Sustainable upgrading of crude glycerol via ultrasound-reinforced bio-refinery process with oxygen–nitrogen subsistence: Co-application of reusable heterogeneous catalyst

Abstract

Selective/rapid production of value-added glyceryl triacetate (GT) from catalytic transformation of crude glycerol (CG) derived from biodiesel production procedure was systematically investigated using ultrasound-reinforced bio-refinery process with environmental friendliness. Interestingly, the tartaric-magnetic mesoporous alumina (TMMA) was synthesized via hydrothermal aluminization, calcination and functionalization, further applied as an active catalyst for CG acetylation under nitrogen and/or oxygen subsistence.
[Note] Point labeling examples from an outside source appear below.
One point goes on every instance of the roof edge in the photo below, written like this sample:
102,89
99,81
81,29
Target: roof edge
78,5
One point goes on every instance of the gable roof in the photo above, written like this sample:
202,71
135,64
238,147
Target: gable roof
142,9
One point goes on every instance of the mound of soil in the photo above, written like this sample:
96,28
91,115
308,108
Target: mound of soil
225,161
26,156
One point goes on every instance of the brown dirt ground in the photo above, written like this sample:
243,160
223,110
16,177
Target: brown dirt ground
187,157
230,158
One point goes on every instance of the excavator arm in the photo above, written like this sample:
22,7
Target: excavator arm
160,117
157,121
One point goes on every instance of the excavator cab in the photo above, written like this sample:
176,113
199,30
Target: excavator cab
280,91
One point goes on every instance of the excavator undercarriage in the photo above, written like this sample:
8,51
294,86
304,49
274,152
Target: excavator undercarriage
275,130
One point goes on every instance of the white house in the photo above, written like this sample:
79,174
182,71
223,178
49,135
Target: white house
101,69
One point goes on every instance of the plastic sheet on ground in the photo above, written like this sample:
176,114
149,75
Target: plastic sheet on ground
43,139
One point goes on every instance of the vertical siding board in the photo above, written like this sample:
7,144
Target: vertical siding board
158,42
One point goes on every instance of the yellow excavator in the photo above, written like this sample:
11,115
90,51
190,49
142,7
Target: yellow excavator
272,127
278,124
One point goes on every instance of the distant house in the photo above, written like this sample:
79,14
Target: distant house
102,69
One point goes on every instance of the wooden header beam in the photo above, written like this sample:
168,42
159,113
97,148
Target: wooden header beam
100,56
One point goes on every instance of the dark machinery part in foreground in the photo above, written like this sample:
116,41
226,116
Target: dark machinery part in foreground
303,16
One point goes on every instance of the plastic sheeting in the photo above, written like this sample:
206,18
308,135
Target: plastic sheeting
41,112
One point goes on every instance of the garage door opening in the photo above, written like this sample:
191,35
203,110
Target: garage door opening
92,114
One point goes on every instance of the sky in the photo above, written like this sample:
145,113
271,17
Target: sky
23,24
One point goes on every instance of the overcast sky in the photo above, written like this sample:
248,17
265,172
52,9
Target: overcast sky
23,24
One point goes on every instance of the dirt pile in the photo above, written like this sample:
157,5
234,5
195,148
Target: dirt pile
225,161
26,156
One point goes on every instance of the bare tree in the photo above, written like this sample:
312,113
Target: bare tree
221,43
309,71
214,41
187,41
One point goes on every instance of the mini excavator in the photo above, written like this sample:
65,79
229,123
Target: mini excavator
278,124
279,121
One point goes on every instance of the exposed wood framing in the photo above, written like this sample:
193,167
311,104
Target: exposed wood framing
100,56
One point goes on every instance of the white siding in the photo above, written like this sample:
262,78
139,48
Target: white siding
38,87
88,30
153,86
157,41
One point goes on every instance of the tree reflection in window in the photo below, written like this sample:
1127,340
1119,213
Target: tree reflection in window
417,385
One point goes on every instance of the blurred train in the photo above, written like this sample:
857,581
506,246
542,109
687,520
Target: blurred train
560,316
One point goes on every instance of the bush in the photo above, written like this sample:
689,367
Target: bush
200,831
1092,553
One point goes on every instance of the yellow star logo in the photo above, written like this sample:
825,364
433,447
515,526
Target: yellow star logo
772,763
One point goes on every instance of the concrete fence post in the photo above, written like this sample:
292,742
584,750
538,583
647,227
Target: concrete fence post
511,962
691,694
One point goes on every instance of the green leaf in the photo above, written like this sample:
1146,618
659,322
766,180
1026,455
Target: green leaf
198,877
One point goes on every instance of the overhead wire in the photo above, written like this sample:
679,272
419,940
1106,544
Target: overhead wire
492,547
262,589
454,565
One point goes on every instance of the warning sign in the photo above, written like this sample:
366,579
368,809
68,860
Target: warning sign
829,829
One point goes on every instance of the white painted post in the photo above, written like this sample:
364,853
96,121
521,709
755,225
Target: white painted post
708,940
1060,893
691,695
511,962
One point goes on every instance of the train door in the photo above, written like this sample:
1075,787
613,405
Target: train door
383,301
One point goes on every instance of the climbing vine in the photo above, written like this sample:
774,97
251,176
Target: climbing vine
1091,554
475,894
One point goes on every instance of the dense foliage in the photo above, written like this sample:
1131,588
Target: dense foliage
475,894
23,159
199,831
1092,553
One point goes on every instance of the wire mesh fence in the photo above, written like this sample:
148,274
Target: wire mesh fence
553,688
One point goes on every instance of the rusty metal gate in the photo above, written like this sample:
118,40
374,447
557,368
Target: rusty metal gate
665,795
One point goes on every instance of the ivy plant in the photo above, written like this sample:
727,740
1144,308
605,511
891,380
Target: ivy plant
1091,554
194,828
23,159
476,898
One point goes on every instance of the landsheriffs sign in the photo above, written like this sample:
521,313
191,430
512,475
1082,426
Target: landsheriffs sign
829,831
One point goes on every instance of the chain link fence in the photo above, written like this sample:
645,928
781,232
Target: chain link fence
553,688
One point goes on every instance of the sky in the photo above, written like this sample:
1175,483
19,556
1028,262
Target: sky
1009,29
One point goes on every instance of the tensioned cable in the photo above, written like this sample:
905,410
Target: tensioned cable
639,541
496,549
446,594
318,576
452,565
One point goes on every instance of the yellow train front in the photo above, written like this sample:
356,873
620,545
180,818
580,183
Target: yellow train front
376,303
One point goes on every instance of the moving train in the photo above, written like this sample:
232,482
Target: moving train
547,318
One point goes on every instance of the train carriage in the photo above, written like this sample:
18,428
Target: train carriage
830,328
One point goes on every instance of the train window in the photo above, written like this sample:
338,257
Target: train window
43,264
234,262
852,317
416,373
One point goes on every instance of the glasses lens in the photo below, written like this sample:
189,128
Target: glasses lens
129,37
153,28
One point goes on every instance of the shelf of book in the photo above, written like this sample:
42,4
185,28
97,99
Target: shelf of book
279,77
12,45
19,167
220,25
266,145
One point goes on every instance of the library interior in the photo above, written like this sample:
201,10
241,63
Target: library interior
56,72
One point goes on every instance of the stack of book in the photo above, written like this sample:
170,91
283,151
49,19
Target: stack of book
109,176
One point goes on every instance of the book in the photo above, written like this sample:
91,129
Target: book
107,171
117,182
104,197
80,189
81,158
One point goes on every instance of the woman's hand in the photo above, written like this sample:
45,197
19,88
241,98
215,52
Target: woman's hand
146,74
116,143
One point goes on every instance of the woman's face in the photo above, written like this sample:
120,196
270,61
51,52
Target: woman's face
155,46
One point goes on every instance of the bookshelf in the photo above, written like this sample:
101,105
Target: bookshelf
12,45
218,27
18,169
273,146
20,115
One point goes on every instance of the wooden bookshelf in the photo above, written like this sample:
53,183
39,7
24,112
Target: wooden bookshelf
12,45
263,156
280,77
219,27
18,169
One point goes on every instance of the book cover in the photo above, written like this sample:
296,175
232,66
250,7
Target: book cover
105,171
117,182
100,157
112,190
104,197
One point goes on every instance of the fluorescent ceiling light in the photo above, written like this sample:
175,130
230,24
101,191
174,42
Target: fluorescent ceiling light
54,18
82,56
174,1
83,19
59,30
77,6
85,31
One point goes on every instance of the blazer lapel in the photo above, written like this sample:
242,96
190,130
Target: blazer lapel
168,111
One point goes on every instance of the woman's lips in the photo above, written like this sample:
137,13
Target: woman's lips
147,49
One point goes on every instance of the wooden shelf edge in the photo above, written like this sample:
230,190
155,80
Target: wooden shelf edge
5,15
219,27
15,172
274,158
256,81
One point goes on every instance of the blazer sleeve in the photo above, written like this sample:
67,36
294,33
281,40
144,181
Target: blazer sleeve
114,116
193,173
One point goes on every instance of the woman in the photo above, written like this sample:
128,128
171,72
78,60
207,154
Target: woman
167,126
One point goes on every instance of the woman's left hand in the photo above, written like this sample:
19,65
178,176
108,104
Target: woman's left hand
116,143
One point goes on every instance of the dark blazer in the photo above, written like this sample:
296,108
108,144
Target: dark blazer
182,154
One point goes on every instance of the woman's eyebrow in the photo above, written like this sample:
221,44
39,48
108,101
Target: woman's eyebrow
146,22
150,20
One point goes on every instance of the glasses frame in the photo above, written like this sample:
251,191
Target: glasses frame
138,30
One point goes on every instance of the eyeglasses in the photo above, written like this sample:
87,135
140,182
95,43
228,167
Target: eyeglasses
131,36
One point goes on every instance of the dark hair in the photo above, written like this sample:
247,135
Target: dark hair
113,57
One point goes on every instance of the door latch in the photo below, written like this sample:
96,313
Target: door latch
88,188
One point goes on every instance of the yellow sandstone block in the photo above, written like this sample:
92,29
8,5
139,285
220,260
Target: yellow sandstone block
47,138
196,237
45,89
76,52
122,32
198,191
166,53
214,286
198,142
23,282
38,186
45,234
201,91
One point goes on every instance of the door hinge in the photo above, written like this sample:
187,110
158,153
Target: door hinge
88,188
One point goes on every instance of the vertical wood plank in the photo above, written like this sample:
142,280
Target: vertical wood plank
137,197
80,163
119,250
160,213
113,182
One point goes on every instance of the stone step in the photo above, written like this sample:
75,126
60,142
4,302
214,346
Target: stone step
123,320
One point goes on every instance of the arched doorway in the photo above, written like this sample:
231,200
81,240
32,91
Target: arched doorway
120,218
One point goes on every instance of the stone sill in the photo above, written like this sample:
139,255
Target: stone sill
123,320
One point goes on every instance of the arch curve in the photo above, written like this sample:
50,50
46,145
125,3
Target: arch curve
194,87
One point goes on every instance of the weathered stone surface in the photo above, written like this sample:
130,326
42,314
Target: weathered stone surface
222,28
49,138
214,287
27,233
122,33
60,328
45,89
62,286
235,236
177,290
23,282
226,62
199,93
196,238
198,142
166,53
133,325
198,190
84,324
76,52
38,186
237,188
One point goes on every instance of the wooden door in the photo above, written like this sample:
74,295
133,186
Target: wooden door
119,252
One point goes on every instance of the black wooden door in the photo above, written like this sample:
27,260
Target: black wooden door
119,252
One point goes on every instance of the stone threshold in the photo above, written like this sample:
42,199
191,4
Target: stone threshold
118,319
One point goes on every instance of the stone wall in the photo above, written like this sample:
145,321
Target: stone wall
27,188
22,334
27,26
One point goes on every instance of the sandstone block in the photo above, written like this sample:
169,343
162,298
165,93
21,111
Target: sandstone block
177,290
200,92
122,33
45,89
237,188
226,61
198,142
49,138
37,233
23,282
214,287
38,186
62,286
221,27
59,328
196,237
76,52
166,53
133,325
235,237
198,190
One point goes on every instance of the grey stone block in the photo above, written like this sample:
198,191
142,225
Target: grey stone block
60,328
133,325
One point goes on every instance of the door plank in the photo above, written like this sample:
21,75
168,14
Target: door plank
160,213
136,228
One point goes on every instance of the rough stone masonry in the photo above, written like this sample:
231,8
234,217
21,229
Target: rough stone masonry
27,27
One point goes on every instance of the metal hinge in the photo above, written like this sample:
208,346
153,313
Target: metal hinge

The operative parameters for selective synthesis of GT derived optimization process were in the sequence of TMMA loading amount > ultrasonic level > acetylation time. The GT selectivity and activation energy derived from catalytic acetylation of CG using ultrasonic system were 97.78 % and 44.38 kJ/mol while traditional system were 52.51 % and 60.66 kJ/mol. For catalytic comparison, TMMA catalyst presented better turnover rate of CG transformation than that of marketable catalysts. Moreover, TMMA catalyst could be reused for 15 cycles without notable changing in physicochemical properties such as surface area and acidity which was contributed under oxygen subsistence by oxidative degradation, leading to long-term durability of catalytic performance and long-term repression of polymeric formation. The sustainable application of O2 molecular could perfectly restrain hard polymeric deposition on TMMA structure, leading to facile separation after complete acetylation. This work anticipated that specific integration between TMMA with CG acetylation can be further co-applied for practical process of biodiesel production using ultrasound-reinforced bio-refinery process.